The story is set in 1963. On their last night in San Francisco, before they are dispatched to the war in Vietnam, three 18-year-old macho marines decide to have a good time, get laid and tattooed.
The boys, cruel, heartless creeps, also decide to participate in a long-held marine tradition, which is to see who can come up with the ugliest date and win a $50 bet. The last time I something with a similar unpleasant premise was Neil LaBute’s 1997 film, In the Company of Men.
The naive and sensitive waitress (Laura Jane Matthewson), however, rises to the occasion and tells the boys in no uncertain terms what she thinks of them and as you might expect, she gets a very loud round of applause from the Southwark audience.
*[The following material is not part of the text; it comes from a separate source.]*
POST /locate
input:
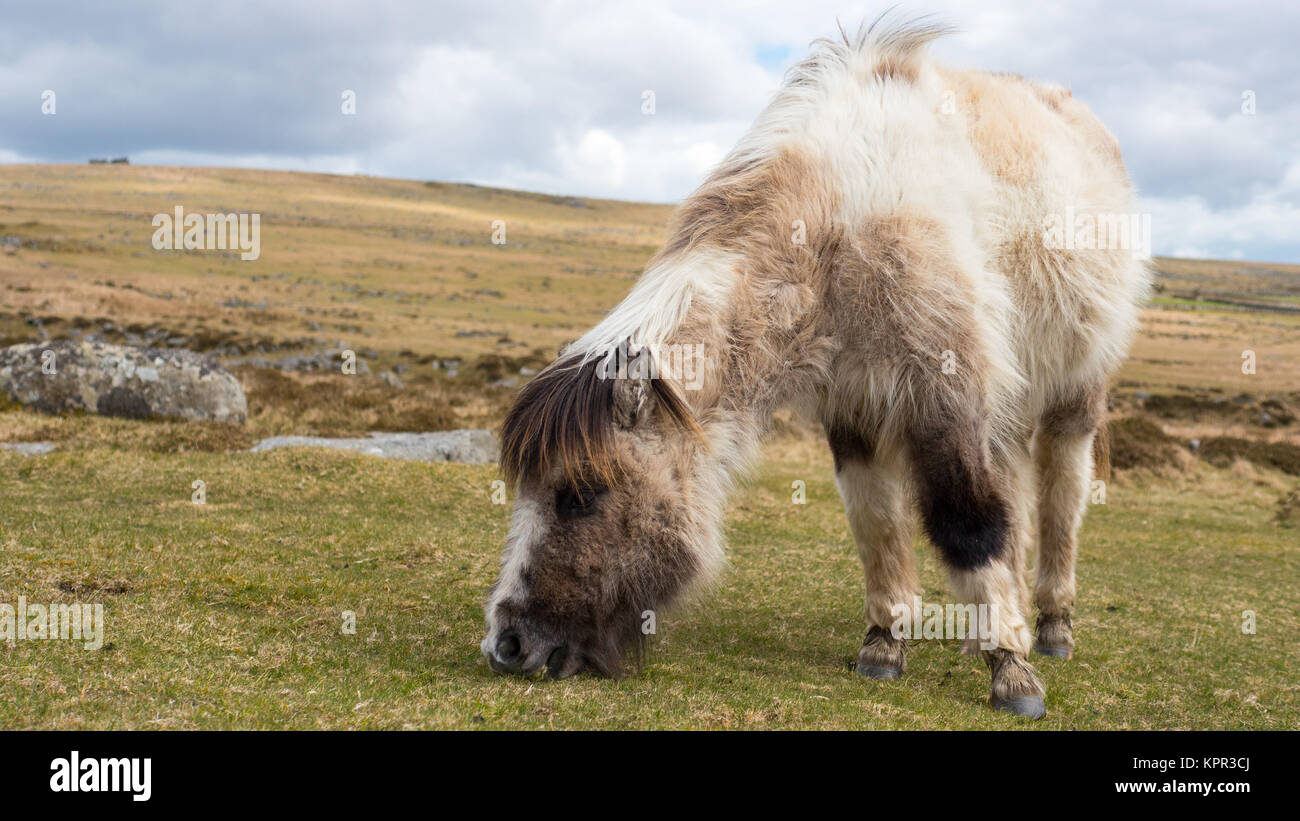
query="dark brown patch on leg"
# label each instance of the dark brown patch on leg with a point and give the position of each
(961, 502)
The scene, which everybody remembers, is the dinner in a posh restaurant when she gives the marine (Jamie Muscato) a lesson in good manners, parodying the way he talks as she orders a meal, swearing all the while, and asking for “a f***ing poached salmon, a son of a bitching rice, a dirty bastard salad with a Roquefort shit-load of dressing.”
Matt Ryan directs. The major flaw is that the lyrics are not always audible. Muscato is convincing and his solo song, Come Back, is impressive; but despite the fact that the marine quickly regrets his actions and tries very hard to make it up to the waitress, Dogfight will still leave many people feeling uncomfortable.
Matthewson is too pretty but she sings very nicely, especially Pretty Funny (gosh, gosh, gosh); and you would never guess from the confident way she holds the stage that this is her professional London debut.